O que se verifica hoje?
Uma degradação e diminuição do valor natural dessa encosta?
Seguramente que não, é das zonas do PNPG com uma recuperação mais pujante (que inclui vários fogos que a retardam mas não a eliminam).
Pode então dizer-se que a retirada das populações seria benéfica para os valores naturais?
Não, não pode, pode apenas dizer-se que para alguns valores naturais há vantagem na diminuição ou desaparecimento da população local, para outros valores naturais há desvantagem no desaparecimento de actividades que estão associadas a algumas formas de produção.
No campo dos valores naturais que beneficiam da diminuição (ou desaparecimento) da população estão os carvalhais (e todas as matas maduras, como galerias ripícolas, etc.) e as espécies associadas a esse ambiente, como o corço e o lobo, por exemplo.
No campo dos valores naturais que ficam prejudicados com o desaparecimento de algumas actividades de gestão estão as comunidades florísticas dos lameiros e outras situações do mesmo tipo, e as espécies que beneficiam do campo aberto (como a águia real ou a perdiz), bem como as que beneficiam do mosaico agrícola (como uma boa parte dos passeriformes, de muitos invertebrados e coelho, por exemplo).
A questão portanto não é a de haver ou não população local, mas a de saber se é mais barato para a comunidade remunerar os serviços ambientais prestados por algumas actividades ou ter de fazer uma gestão activa estritamente orientada para a conservação de alguns valores que beneficiam dessa gestão.

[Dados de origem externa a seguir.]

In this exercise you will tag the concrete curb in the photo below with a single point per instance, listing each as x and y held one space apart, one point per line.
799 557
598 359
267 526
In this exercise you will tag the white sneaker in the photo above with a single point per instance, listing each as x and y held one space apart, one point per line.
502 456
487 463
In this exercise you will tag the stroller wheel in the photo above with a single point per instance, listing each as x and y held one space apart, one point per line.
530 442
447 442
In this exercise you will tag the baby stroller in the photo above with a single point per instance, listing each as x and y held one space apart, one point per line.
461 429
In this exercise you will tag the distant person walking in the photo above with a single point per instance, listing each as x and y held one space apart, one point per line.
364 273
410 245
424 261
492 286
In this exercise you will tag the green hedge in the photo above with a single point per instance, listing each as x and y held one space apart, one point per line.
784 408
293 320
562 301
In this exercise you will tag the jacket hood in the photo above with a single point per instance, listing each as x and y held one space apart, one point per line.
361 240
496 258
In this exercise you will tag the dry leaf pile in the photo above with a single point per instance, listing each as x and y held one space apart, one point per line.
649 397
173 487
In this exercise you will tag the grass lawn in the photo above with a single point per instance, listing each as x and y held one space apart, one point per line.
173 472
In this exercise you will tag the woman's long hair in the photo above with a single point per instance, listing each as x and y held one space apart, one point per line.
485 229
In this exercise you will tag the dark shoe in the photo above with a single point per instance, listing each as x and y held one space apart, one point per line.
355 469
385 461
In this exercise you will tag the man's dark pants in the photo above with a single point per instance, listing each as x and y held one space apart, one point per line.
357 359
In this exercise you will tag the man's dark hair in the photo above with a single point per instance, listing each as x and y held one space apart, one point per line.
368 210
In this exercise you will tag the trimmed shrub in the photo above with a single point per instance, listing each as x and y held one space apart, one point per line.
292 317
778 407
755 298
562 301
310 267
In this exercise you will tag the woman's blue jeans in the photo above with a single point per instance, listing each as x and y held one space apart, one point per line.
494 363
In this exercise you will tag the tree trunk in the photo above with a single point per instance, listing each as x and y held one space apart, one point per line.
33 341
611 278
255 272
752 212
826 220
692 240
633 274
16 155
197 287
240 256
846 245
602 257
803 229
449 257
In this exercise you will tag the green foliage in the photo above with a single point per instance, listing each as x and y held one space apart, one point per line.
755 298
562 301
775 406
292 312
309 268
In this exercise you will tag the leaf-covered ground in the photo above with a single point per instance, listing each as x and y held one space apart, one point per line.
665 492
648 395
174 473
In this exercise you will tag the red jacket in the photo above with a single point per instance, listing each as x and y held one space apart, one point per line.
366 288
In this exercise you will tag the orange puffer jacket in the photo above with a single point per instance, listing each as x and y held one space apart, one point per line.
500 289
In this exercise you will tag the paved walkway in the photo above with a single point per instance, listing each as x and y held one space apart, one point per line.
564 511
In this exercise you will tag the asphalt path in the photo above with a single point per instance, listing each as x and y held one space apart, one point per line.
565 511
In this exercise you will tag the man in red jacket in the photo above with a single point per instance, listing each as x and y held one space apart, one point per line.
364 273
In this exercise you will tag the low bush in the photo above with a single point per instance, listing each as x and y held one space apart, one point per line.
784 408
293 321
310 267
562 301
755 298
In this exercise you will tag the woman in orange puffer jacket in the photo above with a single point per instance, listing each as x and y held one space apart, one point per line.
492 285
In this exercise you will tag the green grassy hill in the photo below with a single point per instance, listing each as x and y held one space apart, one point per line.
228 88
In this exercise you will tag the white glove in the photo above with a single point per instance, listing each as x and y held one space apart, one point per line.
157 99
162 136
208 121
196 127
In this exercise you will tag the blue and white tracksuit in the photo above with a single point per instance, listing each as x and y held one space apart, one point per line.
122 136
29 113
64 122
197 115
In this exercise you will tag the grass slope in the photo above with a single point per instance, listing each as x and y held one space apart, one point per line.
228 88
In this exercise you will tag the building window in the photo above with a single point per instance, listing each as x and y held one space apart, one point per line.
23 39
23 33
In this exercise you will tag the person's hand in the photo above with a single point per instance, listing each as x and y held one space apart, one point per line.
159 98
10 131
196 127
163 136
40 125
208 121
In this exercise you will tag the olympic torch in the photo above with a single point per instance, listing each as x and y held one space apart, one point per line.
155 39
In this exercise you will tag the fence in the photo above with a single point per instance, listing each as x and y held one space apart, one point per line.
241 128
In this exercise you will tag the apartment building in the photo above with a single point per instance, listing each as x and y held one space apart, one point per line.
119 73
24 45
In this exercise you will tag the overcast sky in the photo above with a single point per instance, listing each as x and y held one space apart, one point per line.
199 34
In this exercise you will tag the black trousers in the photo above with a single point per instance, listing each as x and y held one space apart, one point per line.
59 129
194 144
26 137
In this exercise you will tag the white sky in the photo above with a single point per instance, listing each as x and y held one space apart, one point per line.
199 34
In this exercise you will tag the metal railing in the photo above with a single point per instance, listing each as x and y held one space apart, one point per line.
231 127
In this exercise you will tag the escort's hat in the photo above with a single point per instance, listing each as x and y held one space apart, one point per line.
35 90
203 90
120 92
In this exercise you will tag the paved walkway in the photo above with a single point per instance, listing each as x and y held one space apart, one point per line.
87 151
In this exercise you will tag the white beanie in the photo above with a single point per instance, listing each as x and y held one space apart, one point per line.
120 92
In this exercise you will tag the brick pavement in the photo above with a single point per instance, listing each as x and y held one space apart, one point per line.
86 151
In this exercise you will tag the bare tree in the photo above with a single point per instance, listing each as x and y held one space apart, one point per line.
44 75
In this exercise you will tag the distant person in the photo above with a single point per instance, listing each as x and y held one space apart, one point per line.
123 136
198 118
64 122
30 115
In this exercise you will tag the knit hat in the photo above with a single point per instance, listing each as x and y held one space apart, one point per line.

A população local que tem parques de campismo, pensões, restaurantes, empresas de construção civil, gado estabulado e alimentado a rações e por aí fora, não contribui em nada para a conservação dos valores naturais.
A população local que faz gestão de habitat, através da agricultura e pastorícia, contribui para uma maior diversidade de valores naturais, e para uma paisagem mais equilibrada, desde que exerça essas actividades dentro de determinados parâmetros.

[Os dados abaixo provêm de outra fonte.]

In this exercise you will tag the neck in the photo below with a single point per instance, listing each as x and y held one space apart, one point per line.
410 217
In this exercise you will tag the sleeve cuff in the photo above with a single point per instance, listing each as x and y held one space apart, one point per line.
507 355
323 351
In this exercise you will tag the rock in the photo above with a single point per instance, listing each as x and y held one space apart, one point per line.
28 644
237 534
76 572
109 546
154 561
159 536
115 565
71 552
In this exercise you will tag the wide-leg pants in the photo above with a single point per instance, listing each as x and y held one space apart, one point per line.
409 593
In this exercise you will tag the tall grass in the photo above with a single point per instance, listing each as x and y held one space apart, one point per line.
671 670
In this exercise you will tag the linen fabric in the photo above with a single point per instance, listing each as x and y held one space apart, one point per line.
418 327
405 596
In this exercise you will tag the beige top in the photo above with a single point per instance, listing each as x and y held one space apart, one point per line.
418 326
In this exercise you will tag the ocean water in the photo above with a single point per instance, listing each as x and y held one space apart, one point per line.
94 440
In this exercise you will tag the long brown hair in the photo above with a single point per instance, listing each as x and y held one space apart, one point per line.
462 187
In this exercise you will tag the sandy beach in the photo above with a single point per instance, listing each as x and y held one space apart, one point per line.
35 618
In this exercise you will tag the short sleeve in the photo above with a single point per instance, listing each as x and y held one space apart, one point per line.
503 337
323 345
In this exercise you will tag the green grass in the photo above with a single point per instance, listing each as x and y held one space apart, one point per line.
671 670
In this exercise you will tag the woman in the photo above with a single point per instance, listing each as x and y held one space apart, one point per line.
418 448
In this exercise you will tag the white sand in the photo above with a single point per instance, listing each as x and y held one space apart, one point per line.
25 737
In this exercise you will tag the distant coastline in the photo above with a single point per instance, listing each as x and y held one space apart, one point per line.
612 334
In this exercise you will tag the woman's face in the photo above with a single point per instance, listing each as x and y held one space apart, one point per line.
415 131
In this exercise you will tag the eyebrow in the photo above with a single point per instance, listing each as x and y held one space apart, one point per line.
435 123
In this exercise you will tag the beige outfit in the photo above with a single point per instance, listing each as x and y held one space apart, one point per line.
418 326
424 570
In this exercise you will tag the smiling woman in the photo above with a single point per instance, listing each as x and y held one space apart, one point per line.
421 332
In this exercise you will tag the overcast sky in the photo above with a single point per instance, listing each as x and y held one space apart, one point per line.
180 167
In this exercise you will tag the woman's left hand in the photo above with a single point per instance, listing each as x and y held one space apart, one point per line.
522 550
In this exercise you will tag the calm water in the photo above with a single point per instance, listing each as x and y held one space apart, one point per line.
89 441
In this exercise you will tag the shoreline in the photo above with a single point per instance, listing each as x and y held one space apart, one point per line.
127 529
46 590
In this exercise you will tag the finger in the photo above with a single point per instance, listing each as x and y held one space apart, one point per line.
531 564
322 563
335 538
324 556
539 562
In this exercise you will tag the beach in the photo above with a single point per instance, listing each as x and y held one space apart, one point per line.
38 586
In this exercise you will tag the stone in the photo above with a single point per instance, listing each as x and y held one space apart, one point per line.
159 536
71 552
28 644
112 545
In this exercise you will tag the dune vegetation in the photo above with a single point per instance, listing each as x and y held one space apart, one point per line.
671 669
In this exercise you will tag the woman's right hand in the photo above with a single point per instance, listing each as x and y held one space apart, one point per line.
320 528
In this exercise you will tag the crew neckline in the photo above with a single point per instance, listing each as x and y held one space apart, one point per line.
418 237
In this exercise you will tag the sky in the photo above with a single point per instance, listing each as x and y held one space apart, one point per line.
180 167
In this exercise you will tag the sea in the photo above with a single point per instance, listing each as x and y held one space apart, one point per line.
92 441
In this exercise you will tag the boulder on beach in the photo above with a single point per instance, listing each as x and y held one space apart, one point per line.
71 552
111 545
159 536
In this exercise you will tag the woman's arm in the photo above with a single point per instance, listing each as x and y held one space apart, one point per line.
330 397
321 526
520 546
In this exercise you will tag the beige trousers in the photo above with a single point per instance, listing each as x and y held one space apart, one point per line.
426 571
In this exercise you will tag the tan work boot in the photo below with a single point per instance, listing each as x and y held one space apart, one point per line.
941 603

Ora esta ideia tonta de que o património natural é assegurado pelas populações locais (volto a dizer, ideia comum mas sem qualquer suporte na verificação empírica) prejudica os elementos da população local que são gestores que efectivamente fazem gestão do território, em favor dos que, sendo população local, nada acrescentam à gestão do património natural.

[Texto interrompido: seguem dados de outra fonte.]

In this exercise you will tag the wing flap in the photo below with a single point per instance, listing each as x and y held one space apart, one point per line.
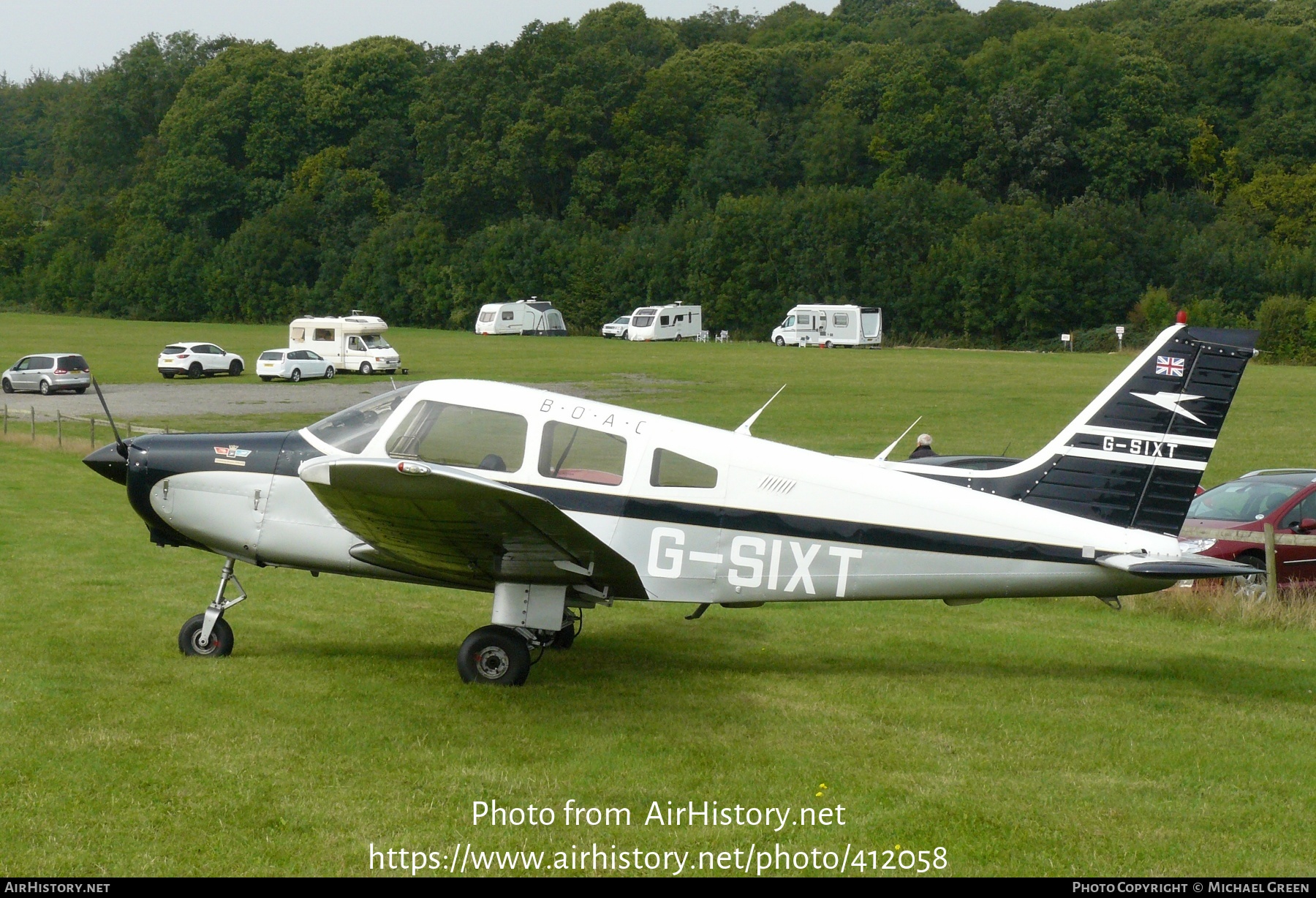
462 528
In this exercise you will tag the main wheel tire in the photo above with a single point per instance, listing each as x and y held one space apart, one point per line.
1253 586
495 656
219 646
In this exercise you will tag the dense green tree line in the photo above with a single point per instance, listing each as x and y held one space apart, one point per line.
988 179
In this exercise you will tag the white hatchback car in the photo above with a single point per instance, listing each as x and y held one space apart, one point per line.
292 363
197 360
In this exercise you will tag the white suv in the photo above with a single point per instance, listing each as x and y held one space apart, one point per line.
197 360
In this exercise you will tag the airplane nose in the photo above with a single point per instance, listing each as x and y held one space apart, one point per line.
107 462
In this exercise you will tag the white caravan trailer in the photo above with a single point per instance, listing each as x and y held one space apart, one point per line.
674 322
526 317
831 325
350 344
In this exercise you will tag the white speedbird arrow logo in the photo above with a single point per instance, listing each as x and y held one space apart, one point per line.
1171 401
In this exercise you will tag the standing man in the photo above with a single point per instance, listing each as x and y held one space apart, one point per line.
924 448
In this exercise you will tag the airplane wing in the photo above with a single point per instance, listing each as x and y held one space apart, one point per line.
465 529
1189 567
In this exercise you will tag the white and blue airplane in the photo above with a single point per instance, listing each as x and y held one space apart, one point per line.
556 505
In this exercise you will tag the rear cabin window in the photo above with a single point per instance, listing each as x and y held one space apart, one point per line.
674 469
461 436
578 453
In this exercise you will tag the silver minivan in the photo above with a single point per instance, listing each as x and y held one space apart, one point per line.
48 373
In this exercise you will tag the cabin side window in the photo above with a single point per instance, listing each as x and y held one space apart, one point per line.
461 436
577 453
674 469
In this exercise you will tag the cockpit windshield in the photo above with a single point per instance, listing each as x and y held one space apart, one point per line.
352 429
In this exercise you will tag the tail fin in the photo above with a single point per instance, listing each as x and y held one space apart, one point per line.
1136 455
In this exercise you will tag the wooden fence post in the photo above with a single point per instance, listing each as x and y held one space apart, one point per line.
1271 573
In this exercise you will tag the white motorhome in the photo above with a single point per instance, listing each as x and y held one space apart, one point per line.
531 317
831 325
355 343
676 322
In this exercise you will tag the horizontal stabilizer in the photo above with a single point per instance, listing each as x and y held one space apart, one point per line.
1190 567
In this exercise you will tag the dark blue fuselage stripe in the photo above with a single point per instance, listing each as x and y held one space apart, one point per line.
803 527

O que faz sentido é que os serviços ambientais efectivamente prestados sejam convenientemente remunerados, não que as populações locais, em geral, tenham benefícios completamente desproporcionados face ao que contribuem para a sociedade, como por exemplo, serem ressarcidos pelo não licenciamento de actividades prejudiciais à conservação do património natural.